Update Nov 7 2024: this bug bounty program is now superseded by general Proton bug bounty program

---

SimpleLogin makes it easy for you to generate an anonymous email alias anytime you don’t want to share your real email address. As a service to protect your email address, we focused a great deal on security and privacy when we built SimpleLogin. Recently, we asked Securitum, a leading European cybersecurity firm, to run a security audit on SimpleLogin apps and the result was positive overall. Today, we’re taking the step in improving our security and launching a bug bounty program.

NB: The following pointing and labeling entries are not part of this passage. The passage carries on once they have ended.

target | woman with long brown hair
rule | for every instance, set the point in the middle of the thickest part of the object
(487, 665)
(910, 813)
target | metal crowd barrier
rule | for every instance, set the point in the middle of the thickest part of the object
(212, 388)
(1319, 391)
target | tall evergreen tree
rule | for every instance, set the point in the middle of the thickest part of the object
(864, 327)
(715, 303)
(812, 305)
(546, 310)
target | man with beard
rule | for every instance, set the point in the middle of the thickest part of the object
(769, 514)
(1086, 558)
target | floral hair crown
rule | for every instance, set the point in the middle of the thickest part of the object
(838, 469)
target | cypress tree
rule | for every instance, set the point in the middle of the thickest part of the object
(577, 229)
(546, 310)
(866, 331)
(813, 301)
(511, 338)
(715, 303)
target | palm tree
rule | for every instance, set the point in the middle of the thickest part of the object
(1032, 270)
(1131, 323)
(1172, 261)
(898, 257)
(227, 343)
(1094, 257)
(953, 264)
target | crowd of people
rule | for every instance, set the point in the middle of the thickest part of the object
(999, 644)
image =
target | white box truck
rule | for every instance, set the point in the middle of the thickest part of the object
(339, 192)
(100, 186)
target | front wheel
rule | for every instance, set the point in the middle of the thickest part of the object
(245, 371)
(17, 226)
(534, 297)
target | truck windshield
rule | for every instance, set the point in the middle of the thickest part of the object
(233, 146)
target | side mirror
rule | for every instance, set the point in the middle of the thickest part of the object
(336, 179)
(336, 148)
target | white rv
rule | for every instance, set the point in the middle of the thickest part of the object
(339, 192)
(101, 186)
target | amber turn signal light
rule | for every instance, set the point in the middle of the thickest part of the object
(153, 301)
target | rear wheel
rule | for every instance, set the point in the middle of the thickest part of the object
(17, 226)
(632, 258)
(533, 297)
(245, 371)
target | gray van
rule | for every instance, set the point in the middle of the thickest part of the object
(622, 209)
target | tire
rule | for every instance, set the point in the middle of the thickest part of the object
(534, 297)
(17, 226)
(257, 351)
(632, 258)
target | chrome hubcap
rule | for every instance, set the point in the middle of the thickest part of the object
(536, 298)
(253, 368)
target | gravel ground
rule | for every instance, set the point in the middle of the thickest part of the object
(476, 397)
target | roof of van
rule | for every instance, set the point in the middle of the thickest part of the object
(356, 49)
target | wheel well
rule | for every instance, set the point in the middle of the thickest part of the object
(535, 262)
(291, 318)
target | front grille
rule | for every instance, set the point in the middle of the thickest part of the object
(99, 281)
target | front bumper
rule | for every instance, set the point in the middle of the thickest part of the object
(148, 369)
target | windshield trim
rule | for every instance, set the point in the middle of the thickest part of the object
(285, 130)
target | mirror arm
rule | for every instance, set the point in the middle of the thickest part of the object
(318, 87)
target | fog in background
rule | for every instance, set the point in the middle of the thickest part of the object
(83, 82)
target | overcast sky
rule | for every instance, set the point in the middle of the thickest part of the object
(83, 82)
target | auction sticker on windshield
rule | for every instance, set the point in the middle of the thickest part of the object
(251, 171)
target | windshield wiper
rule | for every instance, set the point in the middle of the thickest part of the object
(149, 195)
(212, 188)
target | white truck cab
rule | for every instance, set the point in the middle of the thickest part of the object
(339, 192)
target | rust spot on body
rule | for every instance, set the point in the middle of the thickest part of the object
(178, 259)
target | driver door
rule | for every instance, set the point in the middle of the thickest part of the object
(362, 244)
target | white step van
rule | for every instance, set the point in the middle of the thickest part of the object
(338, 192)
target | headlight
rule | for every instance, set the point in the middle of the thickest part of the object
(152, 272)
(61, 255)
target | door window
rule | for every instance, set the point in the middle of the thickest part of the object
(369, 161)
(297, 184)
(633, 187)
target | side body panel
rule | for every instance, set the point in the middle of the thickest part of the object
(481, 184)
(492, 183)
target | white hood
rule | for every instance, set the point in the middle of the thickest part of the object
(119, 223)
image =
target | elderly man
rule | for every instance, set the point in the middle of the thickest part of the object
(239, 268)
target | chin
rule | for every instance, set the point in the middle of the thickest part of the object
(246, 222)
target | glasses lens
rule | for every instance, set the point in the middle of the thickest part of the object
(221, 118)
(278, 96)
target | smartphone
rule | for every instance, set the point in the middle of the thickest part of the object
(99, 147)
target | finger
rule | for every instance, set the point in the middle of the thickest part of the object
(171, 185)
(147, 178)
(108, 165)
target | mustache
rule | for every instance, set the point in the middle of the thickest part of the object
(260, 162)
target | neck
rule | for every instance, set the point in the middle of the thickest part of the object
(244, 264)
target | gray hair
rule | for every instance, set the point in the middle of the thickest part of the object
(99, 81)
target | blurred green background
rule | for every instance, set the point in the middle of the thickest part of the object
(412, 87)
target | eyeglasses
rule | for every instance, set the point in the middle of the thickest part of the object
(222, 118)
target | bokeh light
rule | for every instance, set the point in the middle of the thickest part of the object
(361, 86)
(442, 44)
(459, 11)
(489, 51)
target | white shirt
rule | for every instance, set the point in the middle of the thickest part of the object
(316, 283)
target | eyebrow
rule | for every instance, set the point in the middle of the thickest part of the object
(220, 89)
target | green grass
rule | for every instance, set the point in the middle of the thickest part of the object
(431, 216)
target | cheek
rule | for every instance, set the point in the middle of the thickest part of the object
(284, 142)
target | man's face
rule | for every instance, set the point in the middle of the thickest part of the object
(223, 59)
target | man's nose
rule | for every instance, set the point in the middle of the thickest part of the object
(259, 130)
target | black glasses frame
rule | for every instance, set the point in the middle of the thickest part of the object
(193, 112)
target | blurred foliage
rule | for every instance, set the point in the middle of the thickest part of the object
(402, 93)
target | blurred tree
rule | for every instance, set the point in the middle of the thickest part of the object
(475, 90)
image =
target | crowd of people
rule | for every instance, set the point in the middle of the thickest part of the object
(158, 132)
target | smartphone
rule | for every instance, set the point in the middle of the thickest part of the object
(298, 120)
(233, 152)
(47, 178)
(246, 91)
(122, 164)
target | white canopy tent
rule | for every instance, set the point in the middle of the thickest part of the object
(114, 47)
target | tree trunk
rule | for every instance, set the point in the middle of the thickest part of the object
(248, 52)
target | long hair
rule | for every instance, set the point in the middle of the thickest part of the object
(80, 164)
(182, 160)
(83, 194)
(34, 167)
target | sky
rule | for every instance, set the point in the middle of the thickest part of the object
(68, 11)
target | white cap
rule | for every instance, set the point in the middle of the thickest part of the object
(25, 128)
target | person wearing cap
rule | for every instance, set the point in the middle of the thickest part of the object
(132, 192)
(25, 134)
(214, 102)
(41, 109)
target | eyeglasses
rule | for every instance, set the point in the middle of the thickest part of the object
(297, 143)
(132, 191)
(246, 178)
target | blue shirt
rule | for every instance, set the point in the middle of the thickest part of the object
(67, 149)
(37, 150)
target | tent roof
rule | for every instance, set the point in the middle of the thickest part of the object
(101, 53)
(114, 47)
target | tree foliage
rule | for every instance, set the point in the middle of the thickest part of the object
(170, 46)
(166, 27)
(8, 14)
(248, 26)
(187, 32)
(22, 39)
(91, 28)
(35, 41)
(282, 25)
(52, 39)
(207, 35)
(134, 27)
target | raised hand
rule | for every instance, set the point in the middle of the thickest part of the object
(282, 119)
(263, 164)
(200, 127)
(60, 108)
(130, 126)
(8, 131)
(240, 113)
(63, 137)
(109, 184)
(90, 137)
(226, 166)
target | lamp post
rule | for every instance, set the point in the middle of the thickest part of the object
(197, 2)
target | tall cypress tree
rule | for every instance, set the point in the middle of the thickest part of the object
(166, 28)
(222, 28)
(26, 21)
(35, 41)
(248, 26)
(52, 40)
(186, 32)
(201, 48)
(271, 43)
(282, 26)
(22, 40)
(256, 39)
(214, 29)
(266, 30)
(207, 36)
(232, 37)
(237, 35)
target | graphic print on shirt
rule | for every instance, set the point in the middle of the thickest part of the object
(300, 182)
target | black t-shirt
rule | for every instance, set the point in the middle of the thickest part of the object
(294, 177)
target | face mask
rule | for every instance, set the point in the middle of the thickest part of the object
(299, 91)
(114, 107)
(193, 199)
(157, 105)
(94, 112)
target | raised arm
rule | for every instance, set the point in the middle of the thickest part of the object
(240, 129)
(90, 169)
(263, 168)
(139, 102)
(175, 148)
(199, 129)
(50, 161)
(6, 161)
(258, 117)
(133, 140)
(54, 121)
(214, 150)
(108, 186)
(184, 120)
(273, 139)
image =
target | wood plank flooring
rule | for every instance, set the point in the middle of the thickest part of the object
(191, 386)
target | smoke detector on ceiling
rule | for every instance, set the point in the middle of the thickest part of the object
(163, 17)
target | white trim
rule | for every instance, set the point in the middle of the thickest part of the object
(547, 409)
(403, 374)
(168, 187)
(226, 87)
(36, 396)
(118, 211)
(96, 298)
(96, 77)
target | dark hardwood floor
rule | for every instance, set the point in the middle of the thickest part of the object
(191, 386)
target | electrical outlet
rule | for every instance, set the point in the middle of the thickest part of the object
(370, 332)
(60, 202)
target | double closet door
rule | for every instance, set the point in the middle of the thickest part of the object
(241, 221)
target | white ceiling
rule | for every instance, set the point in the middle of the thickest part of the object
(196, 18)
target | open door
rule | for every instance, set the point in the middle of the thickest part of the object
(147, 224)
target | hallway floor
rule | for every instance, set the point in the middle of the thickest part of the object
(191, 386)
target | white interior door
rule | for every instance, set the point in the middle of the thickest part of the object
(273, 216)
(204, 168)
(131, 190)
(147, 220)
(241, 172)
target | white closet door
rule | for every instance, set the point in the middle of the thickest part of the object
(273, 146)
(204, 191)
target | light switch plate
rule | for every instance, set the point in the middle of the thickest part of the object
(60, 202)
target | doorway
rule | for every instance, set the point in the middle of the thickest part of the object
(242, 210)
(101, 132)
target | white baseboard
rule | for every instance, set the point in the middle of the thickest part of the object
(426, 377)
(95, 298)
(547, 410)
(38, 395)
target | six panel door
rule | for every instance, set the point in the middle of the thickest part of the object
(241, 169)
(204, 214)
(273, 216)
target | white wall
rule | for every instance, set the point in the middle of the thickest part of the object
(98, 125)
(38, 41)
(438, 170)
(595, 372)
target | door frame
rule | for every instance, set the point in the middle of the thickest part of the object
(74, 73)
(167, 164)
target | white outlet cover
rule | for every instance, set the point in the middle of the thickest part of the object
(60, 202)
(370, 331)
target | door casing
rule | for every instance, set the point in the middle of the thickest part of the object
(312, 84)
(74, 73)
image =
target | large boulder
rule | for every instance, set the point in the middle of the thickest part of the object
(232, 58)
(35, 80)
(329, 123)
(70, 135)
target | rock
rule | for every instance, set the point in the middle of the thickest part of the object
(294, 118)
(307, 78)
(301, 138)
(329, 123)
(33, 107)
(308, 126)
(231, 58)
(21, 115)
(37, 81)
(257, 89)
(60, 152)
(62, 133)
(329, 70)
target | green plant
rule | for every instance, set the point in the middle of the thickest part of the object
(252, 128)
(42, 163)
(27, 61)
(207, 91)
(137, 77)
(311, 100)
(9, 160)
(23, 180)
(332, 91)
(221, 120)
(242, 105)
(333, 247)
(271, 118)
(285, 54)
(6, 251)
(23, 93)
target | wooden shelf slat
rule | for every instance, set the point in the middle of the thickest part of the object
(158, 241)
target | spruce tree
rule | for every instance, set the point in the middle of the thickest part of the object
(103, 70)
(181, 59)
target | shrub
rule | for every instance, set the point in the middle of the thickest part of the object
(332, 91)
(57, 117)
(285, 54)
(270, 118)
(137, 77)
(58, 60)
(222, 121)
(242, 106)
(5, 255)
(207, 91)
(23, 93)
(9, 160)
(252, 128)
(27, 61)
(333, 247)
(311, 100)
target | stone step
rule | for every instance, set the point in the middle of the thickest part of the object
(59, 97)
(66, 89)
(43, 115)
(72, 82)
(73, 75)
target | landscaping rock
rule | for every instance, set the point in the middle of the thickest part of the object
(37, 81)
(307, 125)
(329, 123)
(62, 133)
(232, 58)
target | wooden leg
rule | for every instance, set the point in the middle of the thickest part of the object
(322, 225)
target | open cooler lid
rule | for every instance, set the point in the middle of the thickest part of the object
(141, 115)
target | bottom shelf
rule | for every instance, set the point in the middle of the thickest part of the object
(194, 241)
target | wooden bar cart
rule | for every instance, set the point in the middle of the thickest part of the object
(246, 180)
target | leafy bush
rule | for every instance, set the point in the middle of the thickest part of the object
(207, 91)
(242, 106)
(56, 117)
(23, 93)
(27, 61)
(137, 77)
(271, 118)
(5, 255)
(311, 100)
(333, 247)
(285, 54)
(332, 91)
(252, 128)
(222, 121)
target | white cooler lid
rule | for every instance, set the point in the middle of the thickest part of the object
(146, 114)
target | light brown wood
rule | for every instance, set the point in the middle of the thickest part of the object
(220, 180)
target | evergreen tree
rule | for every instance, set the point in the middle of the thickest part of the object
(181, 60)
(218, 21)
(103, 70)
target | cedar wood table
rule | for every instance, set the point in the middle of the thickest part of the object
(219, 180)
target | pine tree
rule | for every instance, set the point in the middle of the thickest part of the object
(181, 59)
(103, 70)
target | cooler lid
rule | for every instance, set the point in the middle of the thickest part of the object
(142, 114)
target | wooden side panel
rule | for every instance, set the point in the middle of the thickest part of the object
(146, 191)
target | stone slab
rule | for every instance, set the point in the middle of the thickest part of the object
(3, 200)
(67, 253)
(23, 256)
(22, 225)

SimpleLogin has been open source since we began, and we’ve received multiple contributions from our community that have strengthened all aspects of our service. This bug bounty program provides our community another way to participate in our development, and extends the work that we already do on a daily basis to keep our service safe. With SimpleLogin joining Proton, the Swiss company best known for Proton Mail and Proton VPN, we decided to use the same bug bounty model it has successfully run since 2015.

We invite all security experts worldwide to participate in our bug bounty program and try to find weaknesses within SimpleLogin. We will pay rewards (bounties) for security issues that are reported to us through this program and that we judge to be worthy. If you are a security researcher, you can also participate in the Proton bug bounty program.

Rules

Scope: The program is limited to the web application, web extension, and mobile applications run by SimpleLogin. Our profiles on Reddit, Twitter, Linkedin, Facebook, etc., do not qualify. Qualifying sites include:

• SimpleLogin.io
• app.SimpleLogin.io
• api.SimpleLogin.io

Judging: The judging panel to determine awards consists of SimpleLogin and Proton developers assisted by one or more outside experts who are part of our security group. Program participants agree to respect the final decision made by the judges.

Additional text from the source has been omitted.